The company’s dividend growth has hovered in the low to mid-single digits during the past five years, and the company most recently hiked its dividend by 4.3% in late January. We expect a 2% to 4% annual dividend increase going forward, reflecting the mature state of the insurance market.
CINF’s stock trades at 21 times forward earnings estimates and has a dividend yield of 3.1%, which is meaningfully lower than its 3.8% five-year average yield. This is a stock to keep an eye on for now and buy on dips.
Dividend Stocks for Retirement: Johnson & Johnson (JNJ)
Dividend Yield: 2.9%
Johnson & Johnson (JNJ) is a pre-eminent healthcare company with more than $70 billion in annual sales. Most of the company’s profits are driven by its pharmaceuticals business, but it also has meaningful businesses in medical devices and consumer products such as baby care.
Essentially, Johnson & Johnson is one of the biggest and most diversified companies in healthcare.
JNJ only invests in markets that it can dominate, which has helped the business attain No. 1 and No. 2 market share positions for approximately 70% of its total sales. The company also invests more than $8 billion in research and development each year to stay relevant, and it claims that about 25% of its revenue is from products that it launched over the last five years. Continuous innovation and diversified sources of cash flow make J&J hard to disrupt.
Johnson & Johnson’s dividend has compounded at an annual rate of 8.8% over the last decade, and the company’s most recent dividend increase was 7.1% in early 2015. Here, we can expect more robust dividend growth, as JNJ has some $37 billion in cash on hand, not to mention a payout ratio below 60%.
Valuation for JNJ shares is right up the middle at about 16 times estimates for next year’s earnings, and a dividend yield of 2.9% that is just a hair under its five-year average. And don’t discount the possibility for M&A — Johnson & Johnson has enough of a cash hoard to make a transformative acquisition if it wants.
Dividend Stocks for Retirement: Genuine Parts Company (GPC)
Dividend Yield: 2.9%
Genuine Parts (GPC) sells a wide range of automotive replacement parts (over 450,000 products), industrial replacement parts, office products and electronic materials. Most of its business is from the automotive market (53% of sales), followed by industrial applications (31%). Furthermore, over 90% of Genuine Parts’ business is conducted in North America, which has helped shield it a bit from the stronger U.S. dollar over the last year.
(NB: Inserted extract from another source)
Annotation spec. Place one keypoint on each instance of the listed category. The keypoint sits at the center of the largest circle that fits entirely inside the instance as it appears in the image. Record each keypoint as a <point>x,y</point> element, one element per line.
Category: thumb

Few businesses are more reliable than Genuine Parts. When a car or piece of machinery breaks down, it needs to fixed. The company has the largest auto parts network in the country and is able to offer 24/7/365 delivery, making it an obvious vendor of choice. As a result of its distribution network, product breadth and reputation for quality, Genuine Parts has No. 1 or No. 2 market share positions in each of its segments.
Even as far as dividend stocks go, GPC is a bastion of consistency. Genuine Parts has religiously grown its dividend by roughly 7% per year almost every year during the past decade, including another 7% raise earlier this month. With an extremely large and fragmented market to continue growing in and an earnings payout ratio of about 50%, we expect mid- to upper-single digit dividend increases to continue.
Genuine Parts’ stock trades at 19 times forward earnings estimates, and at 2.9% is yielding slightly higher than its five-year average. We like GPC at current prices, and recommend it to all dividend growth investors.
As of this writing, Simply Safe Dividends was long CINF, EMR, GPC, JNJ and PG.